There appear to be a few Plain Dealer readers who - much like DeBose before that fateful night - have likely never experienced a violent attack, yet think they know better than DeBose about how to survive one.
Following are letters published under the headline "Lawmaker who's packin' doesn't solve a thing".
Sunday, May 20, 2007
Lawmaker who's packin' doesn't solve a thing
Phillip Morris' Tuesday column "Run-in changes lawmaker's stance" misses the mark. Morris recounts how liberal Democratic State Rep. Michael DeBose embraced gun ownership after being attacked by gun-wielding thugs. Yet in the same day's "Nation" briefs, we learn that 48 police officers were intentionally gunned down last year.

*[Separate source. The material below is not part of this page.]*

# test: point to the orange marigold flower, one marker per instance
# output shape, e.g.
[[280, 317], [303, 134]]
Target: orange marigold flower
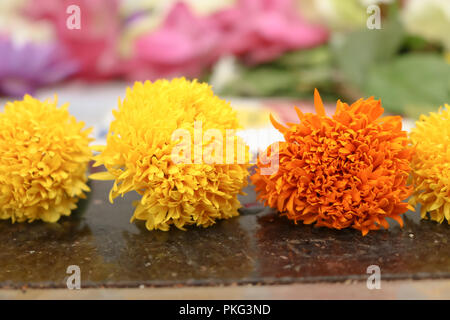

Now, it is my understanding that police officers carry weapons, are highly skilled at using them and would be less hesitant to draw their guns when required than would be average citizens, the latter having basically no real experience or training regarding the use of lethal force.
The question is not why more people don't have guns in Dodge City. The question is why so much of America is coming to resemble Dodge City.
Why are guns so easily purchased, even by the mentally disturbed, leading to shootings such as those at Virginia Tech? Why do we have no answers to urban sprawl leading to urban decay? Why do we continue to buy the far-right mantra that anything goes, that it is every man for himself? Why do we continue to think like survivalists in an allegedly advanced society?
The world is growing up and passing us by even as we continue to embrace our violent past.
Paul Crouser
North Ridgeville
I applaud State Rep. Michael DeBose for twice voting against the measure to allow Ohioans to carry concealed weapons. However, Phillip Morris' Tuesday column confounds me. Morris reports that DeBose now regrets these two votes. Morris tells how DeBose took a late-evening walk in his neighborhood and was confronted by two armed thugs. DeBose does the right thing. He runs away, makes a lot of noise, and when his neighbors respond with porch lights, the gun-toting assailants leave. No one gets hurt. End of story.
Imagine if DeBose had been carrying a weapon. What might have happened? Well, I imagine that someone would have been shot, most likely DeBose.
Guns do not make us safer. Guns increase the likelihood that someone will die.
Two studies published in the New England Journal of Medicine revealed that keeping a gun in the home makes it 2.7 times more likely that someone will be a victim of homicide in your home. Morris' equation doesn't add up.
Joyce Roper
Cleveland Heights
I read with interest about State Rep. Michael DeBose's terrifying experience. Now he intends to get a permit to carry a concealed weapon for himself and his wife as soon as possible. I worry greatly that this type of reaction is going to lead to nothing but more violence with dire consequences.
I would hope that Rep. DeBose and the rest of our legislators would look toward the problems of illegal gun trafficking and ask the questions, "Where do these guns come from? How have these young men been able to secure weapons to be used against the citizens of our community?"
There are loopholes in our gun system that allow for the selling of guns outside of background checks and registrations. I would hope that Rep. DeBose's energy would go toward solving this problem.